Alte Rakete durchbricht moderne Technologie

Die Erklärung dafür liegt laut Expertenbericht in der Konstruktion der Burkan 2-H: Sie ist nämlich so gebaut, dass sie sich in der Nähe ihres Ziels spaltet. Der röhrenförmige Körper, der die Rakete antreibt, stürzt zu Boden, der Sprengkopf fliegt weiter. Die Burkan 2-H kann somit der Belastung des Flugs von rund 1.000 Kilometer standhalten.

Die Trümmer, die von der saudischen Luftwaffe gefunden wurden, sind demnach nicht Belege eines erfolgreichen Einsatzes von Patriot, sondern Teile des mit Absicht abgestoßenen Antriebs der Rakete. Der Sprengkopf, wesentlich kleiner und schwieriger zu treffen, detonierte laut Analyse schließlich „so nahe am Inlandsterminal, dass Passagiere aus ihren Sitzen sprangen".

Ein größerer Schaden sei zwar ausgeblieben, erklärte Nuklearexperte Lewis, aber die vom Iran unterstützten Huthi-Rebellen hätten gezeigt, dass ihre Raketen nun in der Lage seien, ihre Ziele trotz großer Distanz zu treffen.

Der Sprengkopf explodierte in der Nähe des Flughafens.
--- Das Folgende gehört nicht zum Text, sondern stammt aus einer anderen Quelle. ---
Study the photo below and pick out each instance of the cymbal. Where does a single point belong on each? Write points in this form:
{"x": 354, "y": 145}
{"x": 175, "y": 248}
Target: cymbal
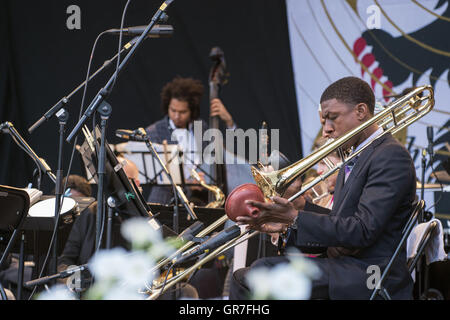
{"x": 428, "y": 185}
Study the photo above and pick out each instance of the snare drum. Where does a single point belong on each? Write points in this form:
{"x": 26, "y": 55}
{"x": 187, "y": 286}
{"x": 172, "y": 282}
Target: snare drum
{"x": 46, "y": 209}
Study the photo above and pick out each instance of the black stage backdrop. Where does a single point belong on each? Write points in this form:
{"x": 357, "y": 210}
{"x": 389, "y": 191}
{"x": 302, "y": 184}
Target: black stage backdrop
{"x": 42, "y": 61}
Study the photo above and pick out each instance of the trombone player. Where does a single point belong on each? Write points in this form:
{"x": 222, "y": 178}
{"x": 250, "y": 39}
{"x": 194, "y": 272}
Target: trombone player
{"x": 372, "y": 201}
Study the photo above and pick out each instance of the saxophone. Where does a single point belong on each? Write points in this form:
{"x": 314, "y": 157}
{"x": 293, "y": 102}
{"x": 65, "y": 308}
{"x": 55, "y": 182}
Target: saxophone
{"x": 218, "y": 194}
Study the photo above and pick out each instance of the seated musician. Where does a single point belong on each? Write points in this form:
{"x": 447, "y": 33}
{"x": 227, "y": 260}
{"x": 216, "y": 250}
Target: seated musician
{"x": 180, "y": 102}
{"x": 80, "y": 245}
{"x": 372, "y": 202}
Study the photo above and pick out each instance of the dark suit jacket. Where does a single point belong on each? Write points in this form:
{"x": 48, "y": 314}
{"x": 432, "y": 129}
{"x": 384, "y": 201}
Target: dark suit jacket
{"x": 368, "y": 214}
{"x": 158, "y": 132}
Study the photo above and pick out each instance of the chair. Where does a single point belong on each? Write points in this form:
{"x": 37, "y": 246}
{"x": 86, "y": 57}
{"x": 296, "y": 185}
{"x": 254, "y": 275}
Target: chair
{"x": 415, "y": 262}
{"x": 14, "y": 205}
{"x": 379, "y": 288}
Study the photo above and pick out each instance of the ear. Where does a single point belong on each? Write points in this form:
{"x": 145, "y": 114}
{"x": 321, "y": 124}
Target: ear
{"x": 362, "y": 111}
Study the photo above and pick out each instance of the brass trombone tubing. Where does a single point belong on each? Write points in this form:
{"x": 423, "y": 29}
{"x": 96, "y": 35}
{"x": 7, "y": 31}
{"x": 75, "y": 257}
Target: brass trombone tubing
{"x": 156, "y": 292}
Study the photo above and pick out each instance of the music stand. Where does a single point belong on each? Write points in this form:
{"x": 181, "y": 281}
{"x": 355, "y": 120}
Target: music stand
{"x": 14, "y": 204}
{"x": 123, "y": 196}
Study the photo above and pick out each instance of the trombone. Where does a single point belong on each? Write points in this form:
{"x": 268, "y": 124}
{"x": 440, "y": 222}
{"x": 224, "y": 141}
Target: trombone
{"x": 396, "y": 116}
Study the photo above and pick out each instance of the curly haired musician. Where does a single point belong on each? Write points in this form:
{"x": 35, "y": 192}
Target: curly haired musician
{"x": 372, "y": 202}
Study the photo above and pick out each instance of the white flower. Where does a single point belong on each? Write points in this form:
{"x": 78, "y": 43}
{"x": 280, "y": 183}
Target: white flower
{"x": 132, "y": 269}
{"x": 258, "y": 282}
{"x": 119, "y": 293}
{"x": 139, "y": 232}
{"x": 108, "y": 265}
{"x": 57, "y": 292}
{"x": 137, "y": 270}
{"x": 161, "y": 249}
Fünf Raketen wurden von der Raketenabwehr abgefeuert, alle verfehlten ihr Ziel. Bei einem gefundenen Trümmerteil fehlte der Sprengkopf.

Abschussrate tendiert gegen null

Brisant ist der Vorfall ohnehin deshalb, weil es sich bei der Burkan 2-H um eine Version der sowjetischen Scud handelt, eine als veraltet und sehr fehleranfällig geltende Rakete. Das militärische Raketenabwehrsystem Patriot hingegen besitzt unter anderem einen Multifunktionsradar, um die Abfangraketen zu lenken, und eine automatische Freund-Feind-Erkennung. Trotzdem hat die kleine Burkan 2-H die militärische Barriere durchbrochen.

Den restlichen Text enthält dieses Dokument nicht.